Coming down from the rarefied strata of university education, many young people can learn more through apprentices and work experience. What I often counsel those who are not academically inclined, is that they should learn through work, learn from what others are doing, and particularly learn how business works. Although the public sector takes up a massive one in five jobs in the UK (and another 25% working indirectly for government budgets), more than half the population will work for the private sector. It is here that wealth production and genuine job creation take place; it is here that fortunes can be made by the adaptive and enthusiastic. Formal schooling teaches us to get a job – but what about creating jobs?
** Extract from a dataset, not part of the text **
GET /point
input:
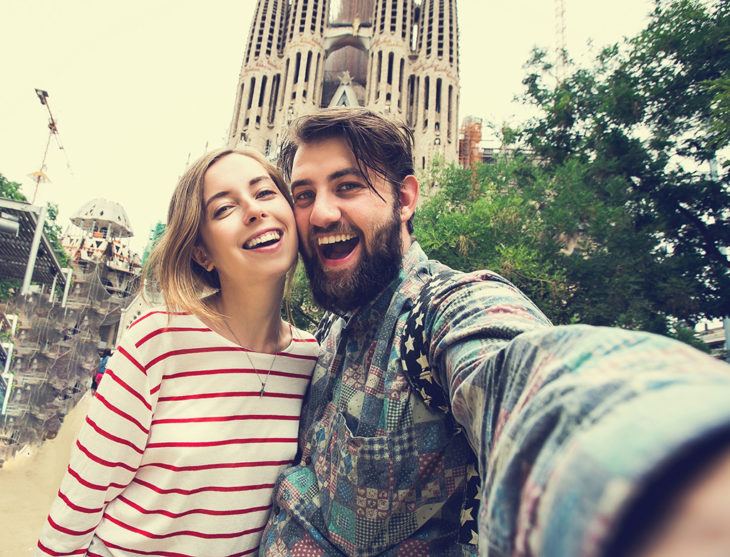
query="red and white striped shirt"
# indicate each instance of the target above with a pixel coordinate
(179, 452)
What about setting up and running your own business? What about following your dreams? That can rarely be taught by the universities, for they are educational institutions not entrepreneurial schools. A business degree teaches the vocabulary and skills to look after someone else’s business, whereas real experience, real work, and the courage to set off alone can only be had from outside the formal educational establishments.
Before we lose our universities to a supermarket mentality (or even to a culture akin to premier league management) let’s give our young people a different vision: yes, continue in education through the degree if it appeals and the debt is worth carrying, but otherwise, pick up some books on entrepreneurs and starting up businesses, get experience and go forth and create jobs!